Home > Books > My Dear Hamilton: A Novel of Eliza Schuyler Hamilton(77)

My Dear Hamilton: A Novel of Eliza Schuyler Hamilton(77)

Author:Stephanie Dray

“And I will also be just a boat ride away . . . albeit, a longer boat ride,” Angelica said, squeezing my hand.

“How long will you be in Europe?” I asked, clutching her hand in return.

“Not long enough to see everything that I’d like.” Angelica sniffed. “Which is why you shouldn’t envy me; I’m to have a taste of the fruit without being given the whole apple . . .”

She was teasing to distract me from my sorrow, of course, but the fear that she might believe my sadness resulted from envy was enough for me to force a deep breath and calm myself. My sisters had both married wealthy men who could take them to the ends of the earth, whereas my own husband’s circumstances were nowhere as grand. Still, I would never wish to deny my sisters pleasures I couldn’t have for myself. “You’ll write me? Every day?”

“If I were to write every day, I should have even less time to see the sites,” Angelica protested with a blasé expression her sniffles belied. “But I’ll try to see everything as if through my darling Betsy’s eyes, for that is the kindest and most enjoyable way to see everything.” I smiled through my tears because like Alexander, my sister had a way of rendering me helpless to her charms. “In the meantime, you’ll have an adventure setting up housekeeping for my amiable brother-in-law and your darling little one.”

“I know,” I said, and the idea filled me with pleasure and anxiety in equal measure. We’d be in New York City before year’s end, where Alexander intended to set up his law practice and serve as the agent looking after Mr. Carter’s business interests while he was away.
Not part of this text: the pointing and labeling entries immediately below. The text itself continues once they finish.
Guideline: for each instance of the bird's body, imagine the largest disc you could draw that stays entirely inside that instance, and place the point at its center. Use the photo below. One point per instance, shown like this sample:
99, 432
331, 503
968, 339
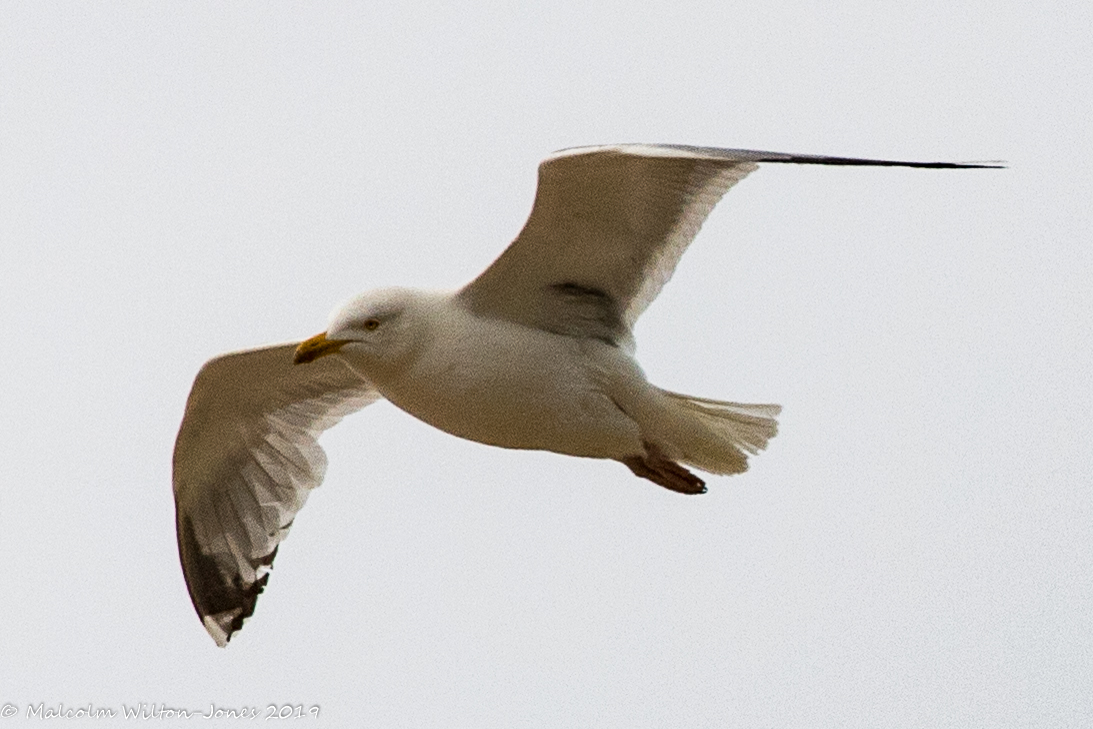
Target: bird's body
536, 353
507, 385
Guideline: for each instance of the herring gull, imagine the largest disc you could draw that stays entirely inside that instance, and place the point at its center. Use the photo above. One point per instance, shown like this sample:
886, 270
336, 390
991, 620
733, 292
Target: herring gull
536, 353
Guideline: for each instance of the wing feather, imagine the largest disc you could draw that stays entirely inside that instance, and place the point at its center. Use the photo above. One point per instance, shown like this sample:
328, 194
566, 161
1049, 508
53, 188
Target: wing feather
245, 459
608, 227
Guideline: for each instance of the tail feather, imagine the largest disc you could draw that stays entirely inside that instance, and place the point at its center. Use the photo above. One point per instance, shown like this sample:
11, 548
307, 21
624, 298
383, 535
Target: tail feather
717, 436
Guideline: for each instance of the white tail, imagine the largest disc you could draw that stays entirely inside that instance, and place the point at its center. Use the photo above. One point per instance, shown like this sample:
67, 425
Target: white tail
715, 436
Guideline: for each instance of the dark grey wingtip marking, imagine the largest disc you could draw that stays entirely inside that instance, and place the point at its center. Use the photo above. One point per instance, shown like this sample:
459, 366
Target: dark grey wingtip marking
211, 594
850, 162
750, 155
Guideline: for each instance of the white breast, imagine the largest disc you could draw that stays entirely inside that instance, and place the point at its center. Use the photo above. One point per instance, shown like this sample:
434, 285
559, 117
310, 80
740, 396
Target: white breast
513, 386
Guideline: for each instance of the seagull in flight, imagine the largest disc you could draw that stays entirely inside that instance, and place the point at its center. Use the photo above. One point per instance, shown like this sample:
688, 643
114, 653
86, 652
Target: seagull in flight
535, 353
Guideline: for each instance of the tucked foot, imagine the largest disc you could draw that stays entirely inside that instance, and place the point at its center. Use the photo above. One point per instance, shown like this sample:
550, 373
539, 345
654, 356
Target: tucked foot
663, 471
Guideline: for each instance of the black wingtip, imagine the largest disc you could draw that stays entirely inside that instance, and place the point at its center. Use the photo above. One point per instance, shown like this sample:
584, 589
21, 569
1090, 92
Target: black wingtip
853, 162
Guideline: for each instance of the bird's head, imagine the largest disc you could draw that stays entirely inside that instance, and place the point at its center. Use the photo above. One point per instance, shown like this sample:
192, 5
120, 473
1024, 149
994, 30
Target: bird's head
372, 332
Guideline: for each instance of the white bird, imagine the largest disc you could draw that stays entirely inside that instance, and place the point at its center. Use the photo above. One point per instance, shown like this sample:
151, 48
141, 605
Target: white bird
536, 353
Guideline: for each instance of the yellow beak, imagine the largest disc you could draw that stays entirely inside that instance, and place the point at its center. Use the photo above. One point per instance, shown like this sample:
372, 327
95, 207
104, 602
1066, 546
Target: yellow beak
317, 347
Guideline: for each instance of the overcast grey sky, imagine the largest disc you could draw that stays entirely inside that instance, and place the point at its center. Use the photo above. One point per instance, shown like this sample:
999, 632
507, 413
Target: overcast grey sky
181, 179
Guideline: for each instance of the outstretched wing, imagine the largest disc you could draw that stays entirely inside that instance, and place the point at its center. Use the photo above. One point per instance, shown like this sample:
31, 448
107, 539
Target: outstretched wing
608, 227
245, 459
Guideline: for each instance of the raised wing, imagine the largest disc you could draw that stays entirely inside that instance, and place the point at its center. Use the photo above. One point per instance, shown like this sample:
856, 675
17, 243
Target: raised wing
245, 459
608, 227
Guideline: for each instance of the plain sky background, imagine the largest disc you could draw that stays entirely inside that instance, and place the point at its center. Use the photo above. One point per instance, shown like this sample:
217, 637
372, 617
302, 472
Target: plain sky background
178, 179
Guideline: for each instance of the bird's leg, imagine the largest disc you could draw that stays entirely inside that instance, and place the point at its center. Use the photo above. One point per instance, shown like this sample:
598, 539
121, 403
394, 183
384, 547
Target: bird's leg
663, 471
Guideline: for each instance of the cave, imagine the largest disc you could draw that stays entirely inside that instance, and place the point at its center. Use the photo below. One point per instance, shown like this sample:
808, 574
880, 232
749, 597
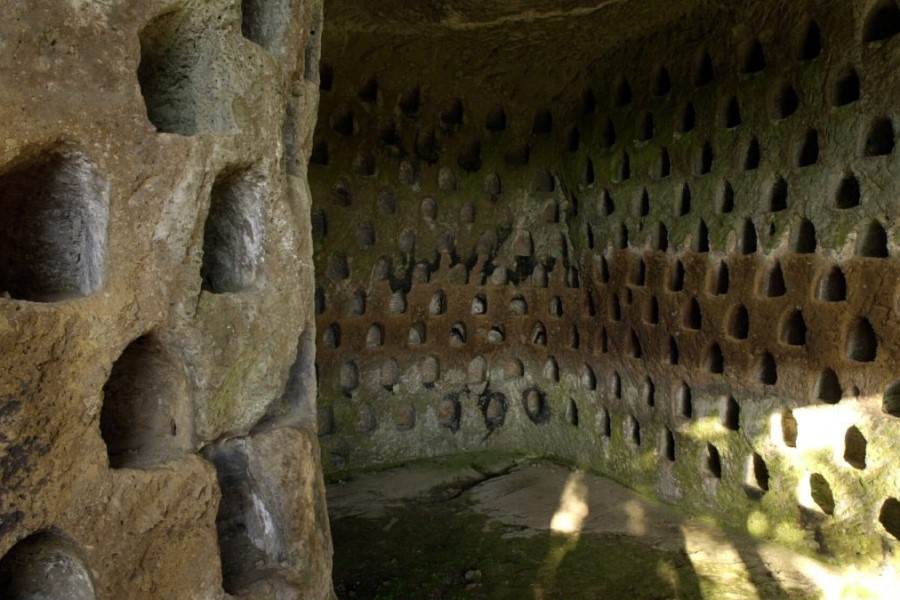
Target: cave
564, 299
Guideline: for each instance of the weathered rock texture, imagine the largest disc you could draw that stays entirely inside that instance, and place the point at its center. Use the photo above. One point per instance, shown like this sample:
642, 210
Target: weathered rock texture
155, 258
656, 239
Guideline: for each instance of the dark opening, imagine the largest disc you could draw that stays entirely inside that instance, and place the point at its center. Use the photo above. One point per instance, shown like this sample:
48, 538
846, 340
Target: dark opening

It was a time for building anew. A family. A home. A country.

So it was in New York City that I finally said a tearful farewell to Angelica. With her little brood of children, she climbed aboard a ship to cross the sea, leaving me with a fear for her safety and an ache even greater than when she’d slipped out that back door of Papa’s house so many years before.

And she was not the only one to go.

At long last, the Treaty of Paris had been signed, granting America her independence—and having won it, we were all eager for the British soldiers to leave. Leave they finally did, and with them went almost thirty thousand Loyalist merchants and citizens, refugees from all over America, who fled that winter to start new lives elsewhere—not to mention thousands of slaves to whom the British had promised freedom, an uncomfortable reminder that our enemy had maintained its promise of liberty to the enslaved much better than had my own country.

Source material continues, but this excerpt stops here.